-MONTHLY VHS & DVD REVIEW-
|
|
|
|
|
|
copyright © 2001 - 2005 VideoVista
|
|
|
|
Very Bad Things
cast: Jon Favreau, Christian Slater, Daniel Stern, Cameron Diaz, and Jeanne Tripplehorn
director: Peter Berg
96 minutes (18) 2004 widescreen ratio 16:9
Universal DVD Region 2 retail
[released 15 August]
RATING:
9/10
reviewed by Alasdair Stuart
|
|
|
Comedy doesn't come much blacker than this. An incredibly assured directorial debut
from actor Peter Berg, and crammed to the nines with some of the best actors and actresses
of their generation, this is one of the most frenzied, violent and darkly funny comedies
in years.
Jon Favreau stars as Kyle Fisher, a man on the verge of getting married to Laura Garrity
(Cameron Diaz). Kyle's a nice, solid, dependable guy and when his friends take him to
Las Vegas for a stag weekend he has no intention of doing anything too bad. Which of
course means the entire weekend is crammed full of booze, drugs, gambling and strippers.
It's all going well too until Michael (Piven) accidentally kills the stripper whilst
having sex with her. Then the security guard at the hotel arrives and all hell breaks
loose...
With a cast this talent Berg was always going to be on a winner and it's no surprise
that the performances are so uniformly good. Favreau, the king of the slow burn, is
on top form here as the good man put under ever more pressure. It's a tough role, with
Kyle spending most of the film as the foil to the increasingly demented other characters
but he pulls it off effortlessly.
Jeremy Piven and Daniel Stern are equally impressive as the Berkow brothers, whose
different responses to the death in Vegas powers most of the rest of the film. Stern
in particular is great as Adam, a good family man who simply collapses under the weight
of the awful things he's done. Piven, another superlative character actor, is the perfect
foil for him and his increasing incoherence gives the second half of the film much of
its comedy.
Diaz, and Jeanne Tripplehorn also impress, with Diaz in particular showing a depth and
spikiness to her performance not seen since the excellent The Last Supper. As
Laura she goes from decent but manipulative to near deranged without ever making the
change seem forced. Likewise, Tripplehorn does well as Stern's wife and emerges as the
most likeable character in the film, more concerned with keeping her family together
than the increasingly frantic waltz of murder and opportunity that everyone else is
caught up in.
However, Charitian Slater once again steals the show. His Robert Boyd is a true comedy
monster, spouting self help inanities even as he's stabbing someone to death or, covered
in blood and surrounded by people who've just seen one of their best friends die, proclaiming
how much love there is in the car. Endlessly plausible, articulate and clearly completely
insane this is the best Slater's been in years.

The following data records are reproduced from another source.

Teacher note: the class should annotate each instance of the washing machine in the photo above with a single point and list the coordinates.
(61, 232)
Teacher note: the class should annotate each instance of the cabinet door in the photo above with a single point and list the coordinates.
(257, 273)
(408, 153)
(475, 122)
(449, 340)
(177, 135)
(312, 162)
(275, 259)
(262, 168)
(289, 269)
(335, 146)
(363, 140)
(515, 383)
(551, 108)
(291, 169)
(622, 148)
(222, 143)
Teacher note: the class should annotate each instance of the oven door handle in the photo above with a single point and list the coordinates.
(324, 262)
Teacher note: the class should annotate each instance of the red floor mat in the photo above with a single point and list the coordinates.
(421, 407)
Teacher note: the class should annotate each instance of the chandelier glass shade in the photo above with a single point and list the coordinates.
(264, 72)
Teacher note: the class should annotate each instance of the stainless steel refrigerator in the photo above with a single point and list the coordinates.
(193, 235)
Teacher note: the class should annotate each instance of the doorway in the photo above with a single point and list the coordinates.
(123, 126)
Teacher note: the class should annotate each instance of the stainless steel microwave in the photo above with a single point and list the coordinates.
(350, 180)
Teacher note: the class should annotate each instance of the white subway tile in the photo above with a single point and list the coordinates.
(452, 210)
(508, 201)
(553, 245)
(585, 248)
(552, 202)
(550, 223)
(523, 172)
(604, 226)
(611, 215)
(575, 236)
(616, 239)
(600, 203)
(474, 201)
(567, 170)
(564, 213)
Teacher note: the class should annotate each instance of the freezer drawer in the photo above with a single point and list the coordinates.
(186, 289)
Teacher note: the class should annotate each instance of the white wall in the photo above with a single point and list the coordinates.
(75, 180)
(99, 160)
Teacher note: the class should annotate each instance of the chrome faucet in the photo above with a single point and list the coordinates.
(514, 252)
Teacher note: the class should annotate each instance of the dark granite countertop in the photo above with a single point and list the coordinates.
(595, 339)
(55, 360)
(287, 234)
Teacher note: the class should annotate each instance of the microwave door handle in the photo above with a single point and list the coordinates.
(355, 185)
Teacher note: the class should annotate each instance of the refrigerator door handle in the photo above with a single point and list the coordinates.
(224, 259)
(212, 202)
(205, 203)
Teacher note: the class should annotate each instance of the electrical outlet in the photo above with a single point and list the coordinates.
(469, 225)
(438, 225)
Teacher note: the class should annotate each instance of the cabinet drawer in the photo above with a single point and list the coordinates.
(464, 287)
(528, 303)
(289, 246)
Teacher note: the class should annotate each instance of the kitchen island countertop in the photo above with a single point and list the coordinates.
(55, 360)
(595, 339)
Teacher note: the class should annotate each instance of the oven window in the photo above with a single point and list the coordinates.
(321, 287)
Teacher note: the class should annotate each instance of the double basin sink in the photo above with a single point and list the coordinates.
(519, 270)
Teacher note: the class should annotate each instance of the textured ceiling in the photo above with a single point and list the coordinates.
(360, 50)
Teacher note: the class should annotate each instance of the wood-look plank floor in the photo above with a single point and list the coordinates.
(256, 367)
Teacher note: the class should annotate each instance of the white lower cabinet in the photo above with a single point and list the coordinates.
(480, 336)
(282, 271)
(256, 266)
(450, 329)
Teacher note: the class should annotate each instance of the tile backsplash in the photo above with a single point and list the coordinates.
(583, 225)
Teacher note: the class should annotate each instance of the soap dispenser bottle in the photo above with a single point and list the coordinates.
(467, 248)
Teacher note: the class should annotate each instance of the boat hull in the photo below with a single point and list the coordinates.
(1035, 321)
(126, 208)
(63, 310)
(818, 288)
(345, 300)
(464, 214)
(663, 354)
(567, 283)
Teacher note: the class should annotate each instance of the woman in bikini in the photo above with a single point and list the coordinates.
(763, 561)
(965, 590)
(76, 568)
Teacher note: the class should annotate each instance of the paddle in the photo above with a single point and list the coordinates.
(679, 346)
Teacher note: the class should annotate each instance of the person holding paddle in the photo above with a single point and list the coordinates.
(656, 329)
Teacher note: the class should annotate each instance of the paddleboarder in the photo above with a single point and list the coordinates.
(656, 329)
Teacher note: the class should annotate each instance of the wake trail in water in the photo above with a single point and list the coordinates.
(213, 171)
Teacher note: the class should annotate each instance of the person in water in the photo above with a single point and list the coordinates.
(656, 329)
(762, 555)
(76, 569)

With this stunning cast at its core, the film veers constantly and effortlessly from
comedy to abject horror. Very few movies could make a scene where its characters buy
tools to dispose of dead bodies funny and even fewer could make a bride beating someone
around the head with a candlestick even funnier but this does. It's a queasy, uncertain
type of comedy, the sort that hovers constantly on the edge of being horror but comedy
it certainly is.
Superbly acted, written and directed this is the best black comedy of the last decade.
It's not for the squeamish but if you can stomach it there's a lot to enjoy here.